Why some people cannot stand the taste of cilantro
Cilantro tends to be either loved or despised. Those who cannot stand it will often say it tastes like soap, and researchers investigating the matter have found there’s a genetic component23,24 responsible for this divergent taste experience. I happen to be one of those who doesn’t tolerate it.
As reported by HuffPost,25 scientists have determined that cilantro haters have olfactory receptor and taste receptor genes that “pick up on the smell of aldehyde chemicals” found in both cilantro and soap.
Research26 published in the journal Flavor claims 21% of east Asians, 17% of Caucasians, 14% of people of African descent, 7% of south Asians, 4% of Hispanics and 3% of Middle Easterners dislike cilantro.
Cilantro buy, storage and usage guidelines
If you like the taste of cilantro, you’re in luck, considering its many health benefits. For the richest flavor experience and to avoid pesticide residues, opt for organic cilantro. Look for fresh cilantro with vibrant green leaves, without indicators of spoilage or yellow discoloration.
Fresh cilantro can last for a week in the refrigerator, and maybe even longer if you follow the storage tips outlined by The Spruce:27
- Place fresh stems in a glass of water, covering the opening loosely with a plastic bag; keep refrigerated.
- Change the water in the glass every two to three days.
- Wash the leaves right before using. Washing before storing will speed spoilage, causing the leaves to turn into a slimy green color.
To prepare cilantro for cooking, make sure the leaves have been thoroughly dried, and have a sharp ceramic knife ready.
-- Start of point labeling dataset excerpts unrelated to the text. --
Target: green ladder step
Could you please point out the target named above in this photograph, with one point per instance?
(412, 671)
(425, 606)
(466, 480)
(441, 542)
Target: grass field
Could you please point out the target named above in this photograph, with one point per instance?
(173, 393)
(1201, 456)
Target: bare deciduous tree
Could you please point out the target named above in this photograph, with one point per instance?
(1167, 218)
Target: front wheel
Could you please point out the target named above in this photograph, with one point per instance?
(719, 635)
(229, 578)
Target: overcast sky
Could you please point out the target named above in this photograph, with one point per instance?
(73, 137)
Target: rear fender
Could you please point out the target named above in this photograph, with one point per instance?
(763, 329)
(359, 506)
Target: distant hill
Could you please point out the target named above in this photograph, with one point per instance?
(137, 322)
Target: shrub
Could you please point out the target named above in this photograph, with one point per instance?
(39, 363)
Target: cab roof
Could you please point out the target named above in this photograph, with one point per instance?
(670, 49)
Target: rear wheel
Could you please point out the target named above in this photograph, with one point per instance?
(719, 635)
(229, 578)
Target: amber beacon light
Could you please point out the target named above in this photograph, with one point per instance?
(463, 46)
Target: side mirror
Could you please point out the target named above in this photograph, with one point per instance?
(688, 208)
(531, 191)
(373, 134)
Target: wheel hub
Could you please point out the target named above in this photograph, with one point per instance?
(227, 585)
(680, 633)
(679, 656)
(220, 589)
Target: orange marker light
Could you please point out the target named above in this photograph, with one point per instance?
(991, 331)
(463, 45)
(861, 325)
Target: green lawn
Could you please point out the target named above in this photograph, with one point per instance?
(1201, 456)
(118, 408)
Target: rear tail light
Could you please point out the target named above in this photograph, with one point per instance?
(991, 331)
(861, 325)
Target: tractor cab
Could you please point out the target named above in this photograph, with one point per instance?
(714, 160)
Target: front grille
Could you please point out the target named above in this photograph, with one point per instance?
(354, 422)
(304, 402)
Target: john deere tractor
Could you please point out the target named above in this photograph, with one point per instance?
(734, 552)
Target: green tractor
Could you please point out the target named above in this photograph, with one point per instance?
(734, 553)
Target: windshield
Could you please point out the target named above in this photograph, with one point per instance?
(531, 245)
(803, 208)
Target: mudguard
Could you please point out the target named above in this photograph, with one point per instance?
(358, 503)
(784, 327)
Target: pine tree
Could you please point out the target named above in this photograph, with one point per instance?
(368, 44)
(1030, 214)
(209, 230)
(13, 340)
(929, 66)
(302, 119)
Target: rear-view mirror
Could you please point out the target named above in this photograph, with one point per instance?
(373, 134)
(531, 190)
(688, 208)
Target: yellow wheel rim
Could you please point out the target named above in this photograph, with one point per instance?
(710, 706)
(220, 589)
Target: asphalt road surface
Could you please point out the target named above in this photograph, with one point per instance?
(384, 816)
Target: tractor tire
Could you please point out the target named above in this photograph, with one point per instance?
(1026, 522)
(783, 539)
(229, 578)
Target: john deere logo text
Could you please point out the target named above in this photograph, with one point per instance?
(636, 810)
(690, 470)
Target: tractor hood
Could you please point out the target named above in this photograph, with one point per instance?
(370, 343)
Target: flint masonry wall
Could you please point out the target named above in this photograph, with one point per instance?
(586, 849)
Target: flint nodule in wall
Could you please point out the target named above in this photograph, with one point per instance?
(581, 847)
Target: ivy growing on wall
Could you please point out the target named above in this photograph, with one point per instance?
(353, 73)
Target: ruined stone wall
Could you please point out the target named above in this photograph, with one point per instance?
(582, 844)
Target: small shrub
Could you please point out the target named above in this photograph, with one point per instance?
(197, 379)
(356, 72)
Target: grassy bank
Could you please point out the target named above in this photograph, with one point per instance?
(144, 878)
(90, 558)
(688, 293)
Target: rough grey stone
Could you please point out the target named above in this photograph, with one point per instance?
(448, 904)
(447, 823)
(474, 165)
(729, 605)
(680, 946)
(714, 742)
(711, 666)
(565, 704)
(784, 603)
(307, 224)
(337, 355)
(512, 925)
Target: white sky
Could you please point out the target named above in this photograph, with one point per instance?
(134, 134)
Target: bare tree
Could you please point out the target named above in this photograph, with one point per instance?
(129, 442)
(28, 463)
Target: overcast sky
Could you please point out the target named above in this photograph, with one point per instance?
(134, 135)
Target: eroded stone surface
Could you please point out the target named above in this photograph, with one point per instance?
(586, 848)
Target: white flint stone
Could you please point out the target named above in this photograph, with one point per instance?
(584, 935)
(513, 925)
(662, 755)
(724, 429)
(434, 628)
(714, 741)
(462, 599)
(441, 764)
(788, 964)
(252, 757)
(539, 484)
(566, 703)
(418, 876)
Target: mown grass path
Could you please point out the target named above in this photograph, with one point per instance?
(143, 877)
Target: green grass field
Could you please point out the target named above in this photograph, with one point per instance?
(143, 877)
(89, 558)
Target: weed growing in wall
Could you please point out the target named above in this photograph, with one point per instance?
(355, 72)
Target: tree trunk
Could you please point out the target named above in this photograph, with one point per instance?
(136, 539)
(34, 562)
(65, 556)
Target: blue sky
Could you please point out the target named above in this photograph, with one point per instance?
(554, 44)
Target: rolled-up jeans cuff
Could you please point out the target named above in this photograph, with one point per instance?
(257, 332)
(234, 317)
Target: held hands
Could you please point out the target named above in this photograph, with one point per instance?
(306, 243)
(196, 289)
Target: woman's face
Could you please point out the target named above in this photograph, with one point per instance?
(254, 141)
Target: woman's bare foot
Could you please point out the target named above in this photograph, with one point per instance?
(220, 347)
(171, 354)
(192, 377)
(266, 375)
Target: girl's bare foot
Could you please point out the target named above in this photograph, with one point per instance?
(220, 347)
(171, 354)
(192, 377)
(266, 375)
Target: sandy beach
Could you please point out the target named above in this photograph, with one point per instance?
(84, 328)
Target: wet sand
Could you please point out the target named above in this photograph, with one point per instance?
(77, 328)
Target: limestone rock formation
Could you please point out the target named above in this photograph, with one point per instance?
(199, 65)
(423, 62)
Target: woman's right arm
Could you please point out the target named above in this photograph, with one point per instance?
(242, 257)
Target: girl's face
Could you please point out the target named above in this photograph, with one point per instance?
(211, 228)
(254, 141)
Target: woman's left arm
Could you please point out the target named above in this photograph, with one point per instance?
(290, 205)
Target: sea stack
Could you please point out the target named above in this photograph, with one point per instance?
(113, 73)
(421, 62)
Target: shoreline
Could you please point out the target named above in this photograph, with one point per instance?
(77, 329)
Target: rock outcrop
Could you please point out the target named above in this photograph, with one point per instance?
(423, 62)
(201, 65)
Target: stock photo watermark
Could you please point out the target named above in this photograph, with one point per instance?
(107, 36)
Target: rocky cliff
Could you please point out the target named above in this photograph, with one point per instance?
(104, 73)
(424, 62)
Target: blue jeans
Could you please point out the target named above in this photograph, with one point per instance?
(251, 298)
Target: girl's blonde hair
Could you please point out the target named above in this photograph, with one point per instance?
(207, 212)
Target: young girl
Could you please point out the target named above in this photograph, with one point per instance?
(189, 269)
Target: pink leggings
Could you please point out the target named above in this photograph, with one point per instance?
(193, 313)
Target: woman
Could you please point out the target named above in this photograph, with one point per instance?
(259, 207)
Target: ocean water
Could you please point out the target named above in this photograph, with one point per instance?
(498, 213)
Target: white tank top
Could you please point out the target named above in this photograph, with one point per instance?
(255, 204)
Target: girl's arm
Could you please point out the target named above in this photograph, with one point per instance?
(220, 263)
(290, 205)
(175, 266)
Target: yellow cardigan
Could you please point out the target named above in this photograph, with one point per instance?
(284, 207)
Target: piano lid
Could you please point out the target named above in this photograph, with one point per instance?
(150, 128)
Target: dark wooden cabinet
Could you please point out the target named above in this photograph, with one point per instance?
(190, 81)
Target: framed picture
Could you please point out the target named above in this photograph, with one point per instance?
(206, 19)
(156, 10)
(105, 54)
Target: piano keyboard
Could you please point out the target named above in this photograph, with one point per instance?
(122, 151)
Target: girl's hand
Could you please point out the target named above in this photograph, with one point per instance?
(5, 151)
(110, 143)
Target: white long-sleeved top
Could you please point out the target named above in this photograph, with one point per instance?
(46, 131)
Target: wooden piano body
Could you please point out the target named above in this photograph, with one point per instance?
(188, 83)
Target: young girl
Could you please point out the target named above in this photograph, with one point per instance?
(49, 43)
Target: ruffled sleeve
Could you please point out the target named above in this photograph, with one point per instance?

The book, “Rick Bayless Mexican Kitchen,” suggests the following steps for chopping cilantro:28
- Bunch the leafy ends of the herb together.
- Fold under the top part of leaves.
- Slice across the cilantro very thinly, including the stems. Continue until there are no more leaves left and you only have stems.
- Using your fingertips, “fluff” the thinly sliced cilantro multiple times so the stems fall to the bottom of the pile.
- Separate the fluffed and sliced leaves and transfer them onto a small dish.
Avoid using a dull knife or over-chopping cilantro as this can “bruise” the herb and cause its flavor to spill onto the chopping board. Ideally, try adding cilantro raw or near the end of the cooking process. The leaves are very fragile, so adding the cilantro last will retain its delicate flavor and texture.
Cilantro can hold its own ground in terms of flavor and does not need additional flavoring. Because of this, raw and fresh cilantro leaves make recipes like Sunflower Power Salad, Cabbage Crunch or Land and Sea Salad taste fantastic.